Scudo fiscale: qui c’è da chiedersi come mai c’è questa tendenza a far espatriare i propri soldi. Sia chiaro che non mi riferisco a denaro guadagnato illecitamente e che ora verrebbe riciclato legalmente. Mi riferisco a quegli imprenditori che non trovano giusto né morale pagare di tasse più di un ragionevole 30%, come ebbe a dire anni fa lo stesso Berlusconi. Quando i prelievi fiscali e contributivi sono iugulatori, è fisiologico che si cerchi di eluderli. È lo stesso motivo per cui stanno vistosamente diminuendo i lavoratori dipendenti e cresce il plotone dei precari e delle partite Iva forzate: se voi foste un imprenditore, e constataste che, per 100 che date a un dipendente dovete sborsare 220, non sareste tentati di offrire ai prossimi aspiranti lavoratori un impiego a termine o un inquadramento autonomo, che vi costa infinitamente meno?   


Un mondo che NON vogliamo, fatto di poveri e poliziotti.

Ma torniamo agli utili aziendali. Se questi vengono gravati di tasse almeno doppie di quel 30% suaccennato, chiunque cercherebbe di eluderne una parte e metterla al sicuro dalle persecuzioni che uno Stato sperperone mette in atto per spolpare i contribuenti fino all’osso. Lo Stato oggi non fa che rimediare in parte a tutti i soldi che ha risucchiato dal mondo del lavoro, con un minimo aggravio sui capitali di ritorno.

L’errore non è tanto nello scudo fiscale, che è solo una conseguenza dell’avidità dello Stato, che in questo modo implicitamente la riconosce; l’errore sta semmai nel continuare con pervicacia a distogliere annualmente decine di miliardi in favore di una banca centrale alla quale NON sono dovuti, strangolando il popolo pur di essere ligio a questo suo presunto dovere (“le banche innanzitutto”!).

Pur nel guazzabuglio di cifre che periodicamente i media ci comunicano, spesso con notevoli divari tra loro, leggo sul Secolo XIX di un recente discorso di Mario Draghi, che giudica esorbitante il disavanzo dello Stato, con un rapporto deficit/Pil di “ben lo 0,48%” al netto degli interessi sul debito pubblico, “mentre in precedenza non aveva mai superato lo 0,42%”. Orbene, se pensiamo che l’attuale rapporto è del 9,3%, al lordo degli interessi sul debito, ci rendiamo conto di quale sia la fetta spropositata che opprime i conti dello Stato a causa di detti interessi, ossia della voce che sino allo scorso anno ha portato il bilancio statale da avanzo in disavanzo (insomma da conti in nero, attivi, a conti in rosso, passivi) e quest’anno da un modesto a un esorbitante disavanzo. Si noti che l’odierno disavanzo è dovuto, più che alle uscite statali (la voce deficit al numeratore), pur cresciute nonostante il netto calo del tasso di sconto, alla drastica diminuzione del Pil (che sta al denominatore).

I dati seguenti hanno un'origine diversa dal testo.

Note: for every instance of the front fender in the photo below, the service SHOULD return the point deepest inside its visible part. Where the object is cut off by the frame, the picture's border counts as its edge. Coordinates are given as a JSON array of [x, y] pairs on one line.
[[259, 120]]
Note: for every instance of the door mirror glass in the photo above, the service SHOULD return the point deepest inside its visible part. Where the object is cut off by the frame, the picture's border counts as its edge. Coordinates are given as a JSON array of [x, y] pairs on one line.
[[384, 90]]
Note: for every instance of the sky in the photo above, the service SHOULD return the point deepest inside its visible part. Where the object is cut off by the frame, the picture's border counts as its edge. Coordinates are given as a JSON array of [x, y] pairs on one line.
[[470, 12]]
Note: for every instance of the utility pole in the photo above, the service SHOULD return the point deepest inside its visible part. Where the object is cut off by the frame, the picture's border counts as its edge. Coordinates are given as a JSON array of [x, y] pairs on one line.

In conclusione, se togliessimo gli interessi sul debito, lo Stato italiano sarebbe oggi quasi in attivo, ossia in avanzo (come lo è stato fino al 2008), e riuscirebbe a far fronte a tutte le spese correnti e alle infrastrutture; mentre le esigenze di cassa e quindi le tasse sarebbero enormemente inferiori, e i capitali avrebbero minori motivi per espatriare e sottrarsi alla morsa del fisco. E forse anche le multe verrebbero comminate in minor misura da enti meno famelici; e sarebbero pagate senza mora da contribuenti meno dissanguati.

Del resto, che evasione e corruzione dei pubblici funzionari siano proporzionali agli importi delle tasse è un fatto arcinoto. E l’apparato inquisitorio e poliziesco meglio sarebbe impegnato, anziché a tallonare imprese e cittadini, a stroncare la droga dilagante a prezzi sempre più abbordabili anche dai giovanissimi, con una popolazione dipendente valutata in oltre un milione e un giro d’affari di cento miliardi –esentasse- in mano alla criminalità organizzata, che oggi spaccia a prezzi calanti, puntando sui volumi di vendite. Di fronte a scenari così allarmanti, anche per la tanto declamata sicurezza civica, come stupirsi che il cittadino col fiato sul collo di mille controllori, distolti dalla lotta alle varie mafie, si senta, come suol dirsi, “cornuto e mazziato”?